It would be wrong to take entirely at face value Mr Litvinenko’s self-assessment as a persecuted crusader for justice. His loyalties and business dealings were complex and possibly compromised. That he was a strange man does not make his murder any less sinister. The Kremlin had at least three compelling reasons to wish to silence him. First, he claimed before his death to have evidence linking the murder of Anna Politkovskaya, the journalist and outspoken critic of Russian policy in the Caucasus, to state security forces. Secondly, he had written a book accusing the FSB of planning to blow up an apartment building to bolster President Putin’s case for invading Chechnya in 1999. A new and heavily annotated edition of the book is due to be published next month. Thirdly, as we report today, he claimed to have uncovered a Kremlin-backed plan to blackmail or eliminate foreign-based Russian citizens holding assets salvaged from Yukos, the oil company founded by the jailed tycoon Mikhail Khodorkovsky.
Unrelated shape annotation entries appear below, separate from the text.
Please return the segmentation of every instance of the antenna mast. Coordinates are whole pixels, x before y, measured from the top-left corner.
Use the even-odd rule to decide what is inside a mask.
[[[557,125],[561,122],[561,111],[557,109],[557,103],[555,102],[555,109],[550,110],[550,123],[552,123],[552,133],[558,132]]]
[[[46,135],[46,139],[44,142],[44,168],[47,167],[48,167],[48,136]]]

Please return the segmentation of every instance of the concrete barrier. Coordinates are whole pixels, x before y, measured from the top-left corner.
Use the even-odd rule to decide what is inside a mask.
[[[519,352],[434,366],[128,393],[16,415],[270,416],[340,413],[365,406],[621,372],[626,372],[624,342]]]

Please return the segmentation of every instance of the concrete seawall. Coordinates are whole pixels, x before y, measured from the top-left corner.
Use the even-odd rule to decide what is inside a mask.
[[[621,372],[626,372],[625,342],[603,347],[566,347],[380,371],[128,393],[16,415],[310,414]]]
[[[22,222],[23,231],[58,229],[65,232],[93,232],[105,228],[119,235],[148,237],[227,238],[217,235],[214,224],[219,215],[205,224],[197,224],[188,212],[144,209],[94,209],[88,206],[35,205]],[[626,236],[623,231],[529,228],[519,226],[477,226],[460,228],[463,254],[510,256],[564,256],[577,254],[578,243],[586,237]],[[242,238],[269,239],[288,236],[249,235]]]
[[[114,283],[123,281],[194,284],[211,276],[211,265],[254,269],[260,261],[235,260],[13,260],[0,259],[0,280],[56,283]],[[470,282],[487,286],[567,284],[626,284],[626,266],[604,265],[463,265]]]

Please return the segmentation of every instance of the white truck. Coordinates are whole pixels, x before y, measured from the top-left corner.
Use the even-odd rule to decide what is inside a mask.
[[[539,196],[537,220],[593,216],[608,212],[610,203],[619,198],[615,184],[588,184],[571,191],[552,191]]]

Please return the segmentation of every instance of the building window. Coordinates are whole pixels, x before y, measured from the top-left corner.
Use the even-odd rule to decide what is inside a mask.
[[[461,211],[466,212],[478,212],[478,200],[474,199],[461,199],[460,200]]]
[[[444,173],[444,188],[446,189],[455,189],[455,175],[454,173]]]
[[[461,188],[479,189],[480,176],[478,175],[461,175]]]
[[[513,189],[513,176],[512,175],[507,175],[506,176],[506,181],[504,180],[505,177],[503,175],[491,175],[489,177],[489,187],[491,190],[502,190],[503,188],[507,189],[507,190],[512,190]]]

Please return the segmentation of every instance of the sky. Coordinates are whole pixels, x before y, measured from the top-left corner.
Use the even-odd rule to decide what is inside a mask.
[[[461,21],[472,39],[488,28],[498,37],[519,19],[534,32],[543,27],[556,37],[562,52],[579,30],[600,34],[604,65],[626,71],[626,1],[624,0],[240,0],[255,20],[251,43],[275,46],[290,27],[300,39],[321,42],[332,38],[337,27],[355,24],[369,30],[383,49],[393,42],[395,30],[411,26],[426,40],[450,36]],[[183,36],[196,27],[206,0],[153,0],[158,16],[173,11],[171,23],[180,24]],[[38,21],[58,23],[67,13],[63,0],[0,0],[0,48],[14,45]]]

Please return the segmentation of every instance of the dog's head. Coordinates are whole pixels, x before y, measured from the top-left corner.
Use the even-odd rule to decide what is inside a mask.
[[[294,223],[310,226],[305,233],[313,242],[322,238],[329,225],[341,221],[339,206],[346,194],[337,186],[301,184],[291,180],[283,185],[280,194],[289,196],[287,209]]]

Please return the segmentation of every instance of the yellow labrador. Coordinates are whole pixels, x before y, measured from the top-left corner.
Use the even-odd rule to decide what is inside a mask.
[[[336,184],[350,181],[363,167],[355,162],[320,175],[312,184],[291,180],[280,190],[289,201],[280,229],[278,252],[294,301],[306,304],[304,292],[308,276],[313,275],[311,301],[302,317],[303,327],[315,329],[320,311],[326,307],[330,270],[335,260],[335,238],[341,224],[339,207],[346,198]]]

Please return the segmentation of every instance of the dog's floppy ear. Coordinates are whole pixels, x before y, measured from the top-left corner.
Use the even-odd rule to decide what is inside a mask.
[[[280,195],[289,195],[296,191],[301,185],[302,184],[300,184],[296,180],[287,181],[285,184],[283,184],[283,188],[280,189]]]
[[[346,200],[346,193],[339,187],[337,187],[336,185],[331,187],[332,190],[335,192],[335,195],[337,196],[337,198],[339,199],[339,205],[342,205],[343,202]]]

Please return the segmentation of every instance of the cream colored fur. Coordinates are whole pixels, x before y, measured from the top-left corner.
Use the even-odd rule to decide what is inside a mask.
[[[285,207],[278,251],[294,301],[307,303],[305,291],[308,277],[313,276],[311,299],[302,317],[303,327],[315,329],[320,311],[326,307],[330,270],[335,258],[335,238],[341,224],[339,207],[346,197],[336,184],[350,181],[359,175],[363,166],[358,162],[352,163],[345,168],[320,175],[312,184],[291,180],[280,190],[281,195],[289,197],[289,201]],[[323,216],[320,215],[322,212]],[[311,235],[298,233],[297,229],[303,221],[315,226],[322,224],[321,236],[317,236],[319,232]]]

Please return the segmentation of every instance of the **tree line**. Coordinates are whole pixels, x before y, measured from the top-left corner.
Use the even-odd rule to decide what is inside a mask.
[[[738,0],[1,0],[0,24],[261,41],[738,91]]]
Suggestions that the Russian state was involved in Mr Litvinenko’s murder have been dismissed by the Kremlin as preposterous. In a civilised world, they would be just that, and the murder may yet prove to be the result of a private business deal that went wrong. A more likely scenario, however, is that Mr Litvinenko was the victim of over-mighty, underemployed Russian security forces that are themselves increasingly abusing their power in business dealings. The rise of the FSB to the dominant position that its predecessor, the KGB, once enjoyed, fuels corruption, inhibits the economy and democracy, and has the potential to become a serious political embarrassment for Mr Putin. Yet it is largely a problem of his own making, as is the rise of the slavishly pro-Putin youth groups accused of harassing Britain’s Ambassador to Moscow for attending an opposition conference last summer. Mr Putin should remember that power corrupts, and centralised power corrupts the figure at the centre.